I like the word "shallow" you used for describing the undergraduate experience. I find it applies not only to the classes but also to the social structure of universities. I don't like it at all and will most likely not be returning this spring.

Instead of paying a university to teach me things, I will be using a mixture of Khan Academy and Wikipedia/Special:RandomPage (and going through a few different links on there) to complete my education.

Weezer
2011-10-22, 07:31 PM
I'm at University of California Santa Cruz, and I actually had the opposite experience with the divide between hard and social sciences. I started out doing Bio and found the amount of memorization of things I could easily look up in books intolerable.

That's just how bio is and is the main reason that I, as a chem major, will never take a bio class. Memorizing facts and processes that we have no explanation for irritates me to no end.

houlio
2011-10-23, 06:32 PM
I study anthropology and computer science at a fairly small (10,000 people) private university. I've found that generally, classes which everyone can and often have to take (English 101, History 101, Computer Science 101, Anthropology 101, and so on) tend to involve a lot of stupid memorization and regurgitation, while classes that are only offered every so often or that require a lot of prerequisites are fairly interesting and challenging.

I've also found that I get much more out of classes when I decided to work harder at them. For example, if I come up with a really creative English paper, the teacher will give me much better feedback than when I simply spit out a few buzz words and filler.

colonelslime
2011-10-23, 08:25 PM
I've also found that I get much more out of classes when I decided to work harder at them.

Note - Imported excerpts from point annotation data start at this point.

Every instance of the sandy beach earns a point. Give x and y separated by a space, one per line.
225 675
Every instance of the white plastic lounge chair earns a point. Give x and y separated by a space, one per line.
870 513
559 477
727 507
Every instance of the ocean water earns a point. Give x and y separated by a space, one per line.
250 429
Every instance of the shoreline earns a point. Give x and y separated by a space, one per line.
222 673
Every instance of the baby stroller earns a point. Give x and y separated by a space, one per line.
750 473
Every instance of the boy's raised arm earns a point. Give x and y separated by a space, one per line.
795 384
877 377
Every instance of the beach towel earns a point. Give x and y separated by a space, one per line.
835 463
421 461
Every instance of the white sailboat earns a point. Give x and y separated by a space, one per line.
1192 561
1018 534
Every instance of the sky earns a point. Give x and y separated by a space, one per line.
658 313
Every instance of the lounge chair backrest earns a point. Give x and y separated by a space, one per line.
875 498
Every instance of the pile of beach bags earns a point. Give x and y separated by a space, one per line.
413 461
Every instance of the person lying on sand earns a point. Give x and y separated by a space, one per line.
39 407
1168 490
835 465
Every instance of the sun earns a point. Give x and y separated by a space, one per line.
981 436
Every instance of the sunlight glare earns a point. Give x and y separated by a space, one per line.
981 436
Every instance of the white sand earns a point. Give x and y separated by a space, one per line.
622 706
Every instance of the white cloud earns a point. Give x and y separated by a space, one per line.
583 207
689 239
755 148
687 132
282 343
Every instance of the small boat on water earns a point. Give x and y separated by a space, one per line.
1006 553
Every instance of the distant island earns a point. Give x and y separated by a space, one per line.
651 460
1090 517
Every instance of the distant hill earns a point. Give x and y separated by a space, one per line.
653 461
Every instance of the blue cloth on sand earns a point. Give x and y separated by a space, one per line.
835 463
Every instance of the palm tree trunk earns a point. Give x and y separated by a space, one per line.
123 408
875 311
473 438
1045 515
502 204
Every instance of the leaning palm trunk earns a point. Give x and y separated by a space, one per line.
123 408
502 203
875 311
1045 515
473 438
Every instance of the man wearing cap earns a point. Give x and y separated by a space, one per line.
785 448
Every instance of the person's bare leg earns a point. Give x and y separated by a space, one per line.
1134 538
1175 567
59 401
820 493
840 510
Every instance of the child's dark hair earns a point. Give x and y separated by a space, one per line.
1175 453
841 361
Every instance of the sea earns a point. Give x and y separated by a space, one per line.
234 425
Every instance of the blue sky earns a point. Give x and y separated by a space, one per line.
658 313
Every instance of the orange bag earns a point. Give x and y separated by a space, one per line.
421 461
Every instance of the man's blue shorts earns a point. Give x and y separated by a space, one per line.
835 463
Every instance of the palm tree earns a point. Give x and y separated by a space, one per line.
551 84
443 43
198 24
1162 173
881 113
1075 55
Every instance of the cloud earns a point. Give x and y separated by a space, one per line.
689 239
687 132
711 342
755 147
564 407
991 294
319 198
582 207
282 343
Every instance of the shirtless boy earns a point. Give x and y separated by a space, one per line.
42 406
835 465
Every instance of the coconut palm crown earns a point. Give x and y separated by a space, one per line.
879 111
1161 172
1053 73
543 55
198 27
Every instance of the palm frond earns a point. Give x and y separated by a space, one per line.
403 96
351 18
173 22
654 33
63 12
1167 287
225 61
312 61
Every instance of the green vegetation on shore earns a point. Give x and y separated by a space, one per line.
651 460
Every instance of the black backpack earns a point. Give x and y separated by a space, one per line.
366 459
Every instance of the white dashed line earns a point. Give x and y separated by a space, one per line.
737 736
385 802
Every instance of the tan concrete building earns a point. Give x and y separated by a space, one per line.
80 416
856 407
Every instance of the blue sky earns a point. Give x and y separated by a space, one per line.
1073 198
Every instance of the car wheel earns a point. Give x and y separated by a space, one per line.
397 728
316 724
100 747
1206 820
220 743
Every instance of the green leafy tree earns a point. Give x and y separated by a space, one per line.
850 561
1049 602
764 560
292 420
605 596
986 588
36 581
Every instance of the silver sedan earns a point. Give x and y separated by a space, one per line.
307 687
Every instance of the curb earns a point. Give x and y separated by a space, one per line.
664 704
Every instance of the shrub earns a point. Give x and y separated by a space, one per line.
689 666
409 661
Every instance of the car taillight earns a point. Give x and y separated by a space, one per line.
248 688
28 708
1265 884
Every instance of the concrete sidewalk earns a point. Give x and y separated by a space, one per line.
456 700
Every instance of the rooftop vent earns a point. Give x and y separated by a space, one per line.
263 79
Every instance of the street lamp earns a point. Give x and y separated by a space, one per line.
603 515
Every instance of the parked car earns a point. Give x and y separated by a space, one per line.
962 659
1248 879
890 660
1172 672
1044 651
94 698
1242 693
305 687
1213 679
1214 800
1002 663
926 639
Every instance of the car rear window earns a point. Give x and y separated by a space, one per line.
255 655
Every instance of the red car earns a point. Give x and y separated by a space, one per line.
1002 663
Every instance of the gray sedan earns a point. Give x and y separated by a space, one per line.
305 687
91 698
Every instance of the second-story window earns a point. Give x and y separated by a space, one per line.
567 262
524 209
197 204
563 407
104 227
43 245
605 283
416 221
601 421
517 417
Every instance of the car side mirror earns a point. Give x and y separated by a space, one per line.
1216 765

For example, if I come up with a really creative English paper, the teacher will give me much better feedback than when I simply spit out a few buzz words and filler.

This depends on the class and professor, at least in my experience. I've done really excellent papers that received good grades (A - A+), but basically no feedback. And there was once where I turned my paper into a critique of the theory, and I was told to stick to the wrote application of it.

houlio
2011-10-23, 09:36 PM
This depends on the class and professor, at least in my experience. I've done really excellent papers that received good grades (A - A+), but basically no feedback. And there was once where I turned my paper into a critique of the theory, and I was told to stick to the wrote application of it.

True, it really depends upon the professor and professor. I still think it's fair to say that professors are willing to give more/better feedback on work they find more interesting.
Although my classes tend to have less than 30 students in them, and this may be a big factor in this too.

Sipex
2011-10-24, 07:36 AM
I'm from and went to college in Ontario too (not University mind you, but college) and I found only really my first semester was anything like yours. The remaining semesters were challenging and engaging.

Mind, I went for computer science and I'm not the type of person who codes on his off time for fun so that might change things.